“Dwelling on our troubles only makes them hurt more. I’ll just make myself look on the cheerful side.” (ODAT, 10 July)
The Al-Anon literature tells me until it’s blue in the face—as blue as the cover of this book—that I’m the author of my own woes. The job is to recognise whenever I’m unhappy: I chose to create this unhappiness because apparently I’d rather than be miserable, whining, self-pitying, than brave, cheerful, and hopeful.
The three core character defects in me: entitlement, ingratitude, cowardice. My ego tells me that I’m entitled to everything being delightful and trouble-free the whole time, the land of Cockaigne, that nothing I have is worth anything and the prize is what remains ever out of my Tantalus reach, that I haven’t the resources to deal with anything difficult and I shouldn’t have to: that’s for braver people.
Of course, one’s at liberty to think what one wants, but one’s not at liberty to avoid the consequences. Whatever goods I receive, emotionally, that’s what I ordered. I pressed the button. I can’t blame the deliveryman. For the longest time, I fostered complaint, disgruntlement, ‘plights and gripes as bad as Achilles’, in my Greek chorus of mournfulness alternating with alarmed dread, lavish with blame, extravagant with condemnation, but then ran to others because I couldn’t handle the emotions I had generated, and did not even like what I had done to myself.

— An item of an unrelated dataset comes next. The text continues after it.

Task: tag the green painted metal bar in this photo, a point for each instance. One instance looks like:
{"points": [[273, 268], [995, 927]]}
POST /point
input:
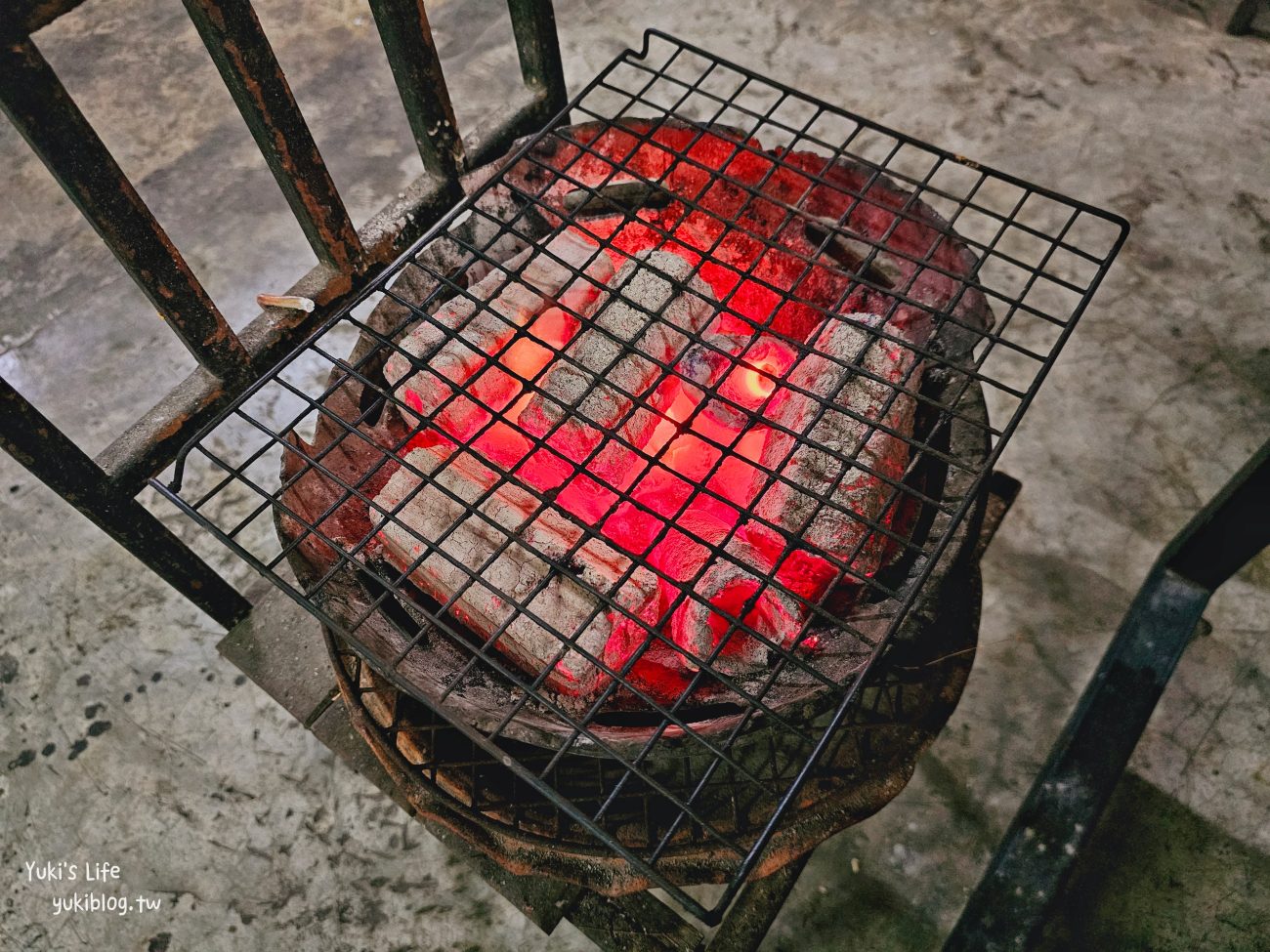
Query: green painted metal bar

At some point, I had to start to stop the misery at source. When the gramophone cranks up, lifting the needle out of the groove and saying to the ghostly culprit, ‘Now, now!’ A hundred, a thousand time a day, some days. But at some point the mental poltergeist goes and bothers someone else or lapses back into the ether. I’m the one who Madame Aracti’d the ‘blithe spirit’ into my life: I’m the one who has to exorcise it. That’s the direction from God. God gives me the direction and strength, but does not do it for me.